I would have been glad of a little time to grow accustomed, but he was after a moment not content to be still. He took hold of my thighs with his strong hands and pushed them further apart, so that I was widened a little more, and he began to move upon me again; slowly at first, until my body acknowledged him and ceased to be offended at his demands. Then he moved more quickly, soft grunts escaping him as he took his pleasure, my own louder cries and low whimpers encouraging, until at last he gripped my hips tightly and spent within me.
He laid me down very tenderly afterwards, and brought me water with his own hands to drink; though I was nearly insensible, the fresh cool taste of it upon my lips roused me, and I was suddenly awake, thirsty and ravenously hungry. He called a servant to bring me food, though I lay naked beneath covers in his tent, and the musk of our coupling was thick still in the air. He came under the blankets with me when the man had gone again, and we ate from each other's fingers and spoke of the morning and of the plan of attack, very normally, as if our thighs were not sweatily entwined, and my face still imprinted with the marks of the carpet on which I had lain while he used me.
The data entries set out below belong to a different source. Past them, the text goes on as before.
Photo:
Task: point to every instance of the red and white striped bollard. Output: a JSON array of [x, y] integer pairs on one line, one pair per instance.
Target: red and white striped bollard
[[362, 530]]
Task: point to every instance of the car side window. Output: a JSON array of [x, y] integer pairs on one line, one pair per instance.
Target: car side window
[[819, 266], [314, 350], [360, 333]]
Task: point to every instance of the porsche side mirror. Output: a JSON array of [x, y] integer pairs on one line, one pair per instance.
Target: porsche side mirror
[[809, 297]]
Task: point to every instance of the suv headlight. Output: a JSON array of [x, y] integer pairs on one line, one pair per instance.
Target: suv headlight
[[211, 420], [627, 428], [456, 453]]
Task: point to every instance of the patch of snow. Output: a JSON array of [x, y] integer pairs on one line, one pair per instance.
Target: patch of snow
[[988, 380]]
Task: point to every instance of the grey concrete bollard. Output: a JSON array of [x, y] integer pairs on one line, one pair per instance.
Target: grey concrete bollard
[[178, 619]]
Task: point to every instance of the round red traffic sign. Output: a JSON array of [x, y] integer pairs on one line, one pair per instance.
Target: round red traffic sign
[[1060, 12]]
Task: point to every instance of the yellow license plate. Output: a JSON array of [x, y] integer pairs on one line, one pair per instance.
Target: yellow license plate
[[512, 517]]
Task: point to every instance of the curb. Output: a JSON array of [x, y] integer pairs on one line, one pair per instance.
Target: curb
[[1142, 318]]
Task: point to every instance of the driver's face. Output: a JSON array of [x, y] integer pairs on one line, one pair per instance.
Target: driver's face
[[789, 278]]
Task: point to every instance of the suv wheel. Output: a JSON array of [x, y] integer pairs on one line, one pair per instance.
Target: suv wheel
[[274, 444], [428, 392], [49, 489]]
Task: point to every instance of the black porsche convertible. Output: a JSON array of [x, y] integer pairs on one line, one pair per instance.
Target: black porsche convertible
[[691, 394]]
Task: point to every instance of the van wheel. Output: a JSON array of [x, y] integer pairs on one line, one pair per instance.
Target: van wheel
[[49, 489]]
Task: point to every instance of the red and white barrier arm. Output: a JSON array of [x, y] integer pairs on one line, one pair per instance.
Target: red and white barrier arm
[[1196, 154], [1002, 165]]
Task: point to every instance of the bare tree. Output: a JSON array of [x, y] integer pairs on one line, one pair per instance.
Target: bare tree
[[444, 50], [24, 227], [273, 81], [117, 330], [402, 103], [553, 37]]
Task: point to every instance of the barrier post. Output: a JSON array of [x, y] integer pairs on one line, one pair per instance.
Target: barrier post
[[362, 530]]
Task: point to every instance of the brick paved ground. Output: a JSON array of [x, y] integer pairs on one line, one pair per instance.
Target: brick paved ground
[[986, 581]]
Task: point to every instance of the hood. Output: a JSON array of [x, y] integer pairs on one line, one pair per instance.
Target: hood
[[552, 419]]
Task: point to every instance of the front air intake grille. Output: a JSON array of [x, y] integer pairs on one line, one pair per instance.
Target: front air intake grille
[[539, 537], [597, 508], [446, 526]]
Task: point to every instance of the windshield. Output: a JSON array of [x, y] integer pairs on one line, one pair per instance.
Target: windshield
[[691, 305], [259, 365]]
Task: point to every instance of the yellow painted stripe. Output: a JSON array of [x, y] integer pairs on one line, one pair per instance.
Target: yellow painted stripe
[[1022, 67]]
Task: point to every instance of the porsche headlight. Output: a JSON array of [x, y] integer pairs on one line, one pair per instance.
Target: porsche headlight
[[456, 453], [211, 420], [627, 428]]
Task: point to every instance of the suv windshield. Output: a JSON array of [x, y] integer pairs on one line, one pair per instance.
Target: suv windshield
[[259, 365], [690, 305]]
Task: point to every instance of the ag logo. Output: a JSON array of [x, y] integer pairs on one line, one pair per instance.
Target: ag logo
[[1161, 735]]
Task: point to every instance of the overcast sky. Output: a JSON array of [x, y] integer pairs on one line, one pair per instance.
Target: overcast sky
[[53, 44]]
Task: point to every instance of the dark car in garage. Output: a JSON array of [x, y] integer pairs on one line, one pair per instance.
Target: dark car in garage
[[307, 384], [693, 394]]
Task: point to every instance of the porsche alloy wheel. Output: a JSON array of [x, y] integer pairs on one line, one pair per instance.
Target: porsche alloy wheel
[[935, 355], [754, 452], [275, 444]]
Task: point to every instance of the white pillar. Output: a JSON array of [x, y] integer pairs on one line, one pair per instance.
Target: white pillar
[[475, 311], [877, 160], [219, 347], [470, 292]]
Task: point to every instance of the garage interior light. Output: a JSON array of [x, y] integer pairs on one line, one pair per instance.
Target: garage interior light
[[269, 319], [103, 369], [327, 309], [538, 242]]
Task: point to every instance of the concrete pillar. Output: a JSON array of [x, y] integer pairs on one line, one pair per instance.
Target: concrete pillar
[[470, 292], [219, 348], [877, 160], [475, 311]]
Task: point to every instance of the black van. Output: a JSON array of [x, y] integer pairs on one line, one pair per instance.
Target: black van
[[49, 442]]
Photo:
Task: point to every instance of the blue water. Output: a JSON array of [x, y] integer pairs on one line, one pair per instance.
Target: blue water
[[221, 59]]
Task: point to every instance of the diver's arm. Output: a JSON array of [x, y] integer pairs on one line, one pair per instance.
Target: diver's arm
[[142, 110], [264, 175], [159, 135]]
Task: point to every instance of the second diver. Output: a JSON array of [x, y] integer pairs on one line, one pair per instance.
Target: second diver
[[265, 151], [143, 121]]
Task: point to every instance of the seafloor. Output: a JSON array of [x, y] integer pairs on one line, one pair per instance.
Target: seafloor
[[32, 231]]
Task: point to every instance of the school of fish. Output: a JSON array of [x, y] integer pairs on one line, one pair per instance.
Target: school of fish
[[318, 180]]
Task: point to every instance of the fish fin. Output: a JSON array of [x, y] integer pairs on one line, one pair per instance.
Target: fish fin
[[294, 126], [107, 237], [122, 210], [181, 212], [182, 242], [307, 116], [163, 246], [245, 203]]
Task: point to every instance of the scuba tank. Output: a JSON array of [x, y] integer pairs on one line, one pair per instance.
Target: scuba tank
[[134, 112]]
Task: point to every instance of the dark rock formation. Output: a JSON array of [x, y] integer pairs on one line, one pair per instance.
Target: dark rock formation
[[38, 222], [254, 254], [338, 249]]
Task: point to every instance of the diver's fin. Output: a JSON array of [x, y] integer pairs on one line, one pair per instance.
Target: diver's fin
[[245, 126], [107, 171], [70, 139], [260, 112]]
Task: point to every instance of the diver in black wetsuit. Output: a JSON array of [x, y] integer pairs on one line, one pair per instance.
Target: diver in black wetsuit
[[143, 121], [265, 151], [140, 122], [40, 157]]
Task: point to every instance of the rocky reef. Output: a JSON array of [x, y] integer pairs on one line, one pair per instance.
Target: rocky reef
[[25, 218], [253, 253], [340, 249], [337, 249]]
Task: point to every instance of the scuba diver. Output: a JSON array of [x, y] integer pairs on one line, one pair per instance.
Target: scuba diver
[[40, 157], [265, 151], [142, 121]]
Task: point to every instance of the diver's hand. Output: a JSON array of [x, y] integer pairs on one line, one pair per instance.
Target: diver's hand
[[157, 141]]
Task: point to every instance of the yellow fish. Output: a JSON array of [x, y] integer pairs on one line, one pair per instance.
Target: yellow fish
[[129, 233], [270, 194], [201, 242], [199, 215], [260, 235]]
I felt a curious pride in having borne it, and eased in my spirit; by some transmission of his native virtue, I first entertained myself by imagining, wistfully; but more likely by fatigue or perhaps only for having fallen all the more completely, a few stains mattering less among the general soil. Gasim was in the dirt, but I was yet alive, and in that mean difference I now rejoiced, rather than writhed; I kissed Ali's mouth, wet still and shining with the water we drank.